Palladium is a chemical element with the chemical symbol Pd (atomic number of 46) and is a soft silver-white metal that resembles platinum.
Palladium, platinum, rhodium, ruthenium, iridium and osmium form a group of elements referred to as the Platinum Group Metals. These have similar chemical properties, but palladium has the lowest melting point and is the least dense of them. The metal has the uncommon ability to absorb up to 900 times its own volume of hydrogen at room temperatures.
These unique properties of palladium and other platinum group metals account for their widespread use. Many of the drugs manufactured today either contain these metals or have a significant part in their manufacturing process played by them.

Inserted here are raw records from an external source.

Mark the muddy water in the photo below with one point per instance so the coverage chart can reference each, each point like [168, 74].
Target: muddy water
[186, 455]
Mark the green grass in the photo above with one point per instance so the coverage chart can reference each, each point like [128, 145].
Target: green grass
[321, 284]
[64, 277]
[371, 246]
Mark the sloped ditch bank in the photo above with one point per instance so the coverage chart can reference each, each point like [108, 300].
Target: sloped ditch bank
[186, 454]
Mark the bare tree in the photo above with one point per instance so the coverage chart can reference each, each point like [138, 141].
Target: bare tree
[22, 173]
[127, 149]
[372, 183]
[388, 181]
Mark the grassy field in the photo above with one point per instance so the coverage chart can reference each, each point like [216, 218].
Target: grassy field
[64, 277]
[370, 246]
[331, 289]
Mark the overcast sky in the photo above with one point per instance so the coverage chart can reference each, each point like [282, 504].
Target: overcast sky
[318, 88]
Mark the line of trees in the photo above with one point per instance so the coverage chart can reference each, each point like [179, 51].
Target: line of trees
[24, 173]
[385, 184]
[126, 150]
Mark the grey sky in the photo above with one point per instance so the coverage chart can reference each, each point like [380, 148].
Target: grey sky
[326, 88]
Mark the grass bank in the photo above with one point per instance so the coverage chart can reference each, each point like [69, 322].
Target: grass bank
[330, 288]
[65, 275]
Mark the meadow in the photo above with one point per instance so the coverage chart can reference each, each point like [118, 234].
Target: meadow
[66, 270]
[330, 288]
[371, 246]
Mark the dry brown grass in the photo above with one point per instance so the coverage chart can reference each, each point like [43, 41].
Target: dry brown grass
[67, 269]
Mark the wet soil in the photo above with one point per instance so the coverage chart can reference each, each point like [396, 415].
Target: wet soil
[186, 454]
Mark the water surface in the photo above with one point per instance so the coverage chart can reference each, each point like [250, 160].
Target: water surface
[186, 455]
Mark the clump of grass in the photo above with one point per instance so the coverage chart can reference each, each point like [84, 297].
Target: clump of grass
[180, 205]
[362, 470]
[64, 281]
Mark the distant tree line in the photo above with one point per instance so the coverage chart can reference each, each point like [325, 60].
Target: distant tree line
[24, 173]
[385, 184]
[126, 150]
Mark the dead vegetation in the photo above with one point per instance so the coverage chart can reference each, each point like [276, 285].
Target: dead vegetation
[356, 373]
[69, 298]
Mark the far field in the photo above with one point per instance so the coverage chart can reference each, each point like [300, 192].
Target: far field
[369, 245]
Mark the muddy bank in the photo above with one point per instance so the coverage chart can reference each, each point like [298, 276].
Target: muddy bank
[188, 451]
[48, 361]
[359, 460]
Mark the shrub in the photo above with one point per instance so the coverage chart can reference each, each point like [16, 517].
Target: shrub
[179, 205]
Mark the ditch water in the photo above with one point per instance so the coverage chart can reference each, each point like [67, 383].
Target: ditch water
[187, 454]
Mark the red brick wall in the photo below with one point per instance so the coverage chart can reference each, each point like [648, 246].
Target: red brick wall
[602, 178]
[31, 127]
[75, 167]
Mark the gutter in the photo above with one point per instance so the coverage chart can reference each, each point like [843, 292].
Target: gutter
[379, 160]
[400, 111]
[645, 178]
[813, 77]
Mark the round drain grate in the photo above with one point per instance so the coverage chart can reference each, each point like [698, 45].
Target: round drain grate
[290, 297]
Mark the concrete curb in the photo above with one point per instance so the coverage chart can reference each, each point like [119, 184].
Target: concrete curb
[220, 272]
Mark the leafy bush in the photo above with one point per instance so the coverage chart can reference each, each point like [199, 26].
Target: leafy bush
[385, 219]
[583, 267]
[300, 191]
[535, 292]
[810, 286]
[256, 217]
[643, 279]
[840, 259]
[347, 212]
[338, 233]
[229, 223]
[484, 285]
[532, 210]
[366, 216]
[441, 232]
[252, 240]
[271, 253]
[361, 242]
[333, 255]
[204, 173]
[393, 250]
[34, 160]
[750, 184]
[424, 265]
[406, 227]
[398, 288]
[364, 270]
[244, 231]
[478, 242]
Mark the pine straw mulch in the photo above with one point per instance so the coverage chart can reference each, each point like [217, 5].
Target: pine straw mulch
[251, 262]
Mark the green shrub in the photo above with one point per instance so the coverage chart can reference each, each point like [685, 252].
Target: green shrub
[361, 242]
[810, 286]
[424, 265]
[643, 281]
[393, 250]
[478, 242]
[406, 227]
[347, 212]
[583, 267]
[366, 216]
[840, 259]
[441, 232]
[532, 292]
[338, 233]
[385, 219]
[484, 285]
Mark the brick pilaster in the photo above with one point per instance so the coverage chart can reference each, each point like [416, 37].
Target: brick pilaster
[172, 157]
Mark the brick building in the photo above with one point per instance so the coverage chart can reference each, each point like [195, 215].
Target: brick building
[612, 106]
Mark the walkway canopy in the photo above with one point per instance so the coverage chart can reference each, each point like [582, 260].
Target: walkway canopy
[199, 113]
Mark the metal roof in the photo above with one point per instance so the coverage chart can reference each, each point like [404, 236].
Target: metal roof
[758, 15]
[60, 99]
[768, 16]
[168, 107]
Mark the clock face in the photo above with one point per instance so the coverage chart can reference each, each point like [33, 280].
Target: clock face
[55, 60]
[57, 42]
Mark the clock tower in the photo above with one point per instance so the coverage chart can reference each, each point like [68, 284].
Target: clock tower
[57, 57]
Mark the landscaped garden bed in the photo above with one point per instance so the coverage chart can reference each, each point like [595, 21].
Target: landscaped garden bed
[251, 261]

Palladium commonly exists in 0, +2, +4 (rare) oxidation states. Elemental palladium reacts with chlorine to give palladium(II) chloride. Palladium(II) chloride, also known as palladium dichloride is the chemical compound with the formula PdCl2. This is a common starting material in palladium chemistry. Palladium based catalysts are of particular value in organic synthesis. It is prepared bychlorination of palladium.
Preparation of PdCl2:
The anhydrous salt is prepared by heating loose palladium sponge to a dull red heat in a stream of Cl2. For a more in-depth literature refer the below link
Palladium(II) chloride is a common starting point in the synthesis of other palladium compounds. It is not particularly soluble in water or non-coordinating solvents, so the first step in its utilization is often the preparation of labile but soluble Lewis base adducts, such as those resulting from acetonitrile or benzonitrile. The acetonitrile complex is prepared by treating PdCl2in refluxing acetonitrile:
PdCl2 + 2 MeCN → PdCl2(MeCN)2
Although rarely suggested, inert-gas techniques are not necessary if the complex is to be used in situ. As an example,bis(triphenylphosphine)palladium(II) dichloride may be prepared from palladium(II) chloride by reacting it with triphenylphosphine in benzonitrile.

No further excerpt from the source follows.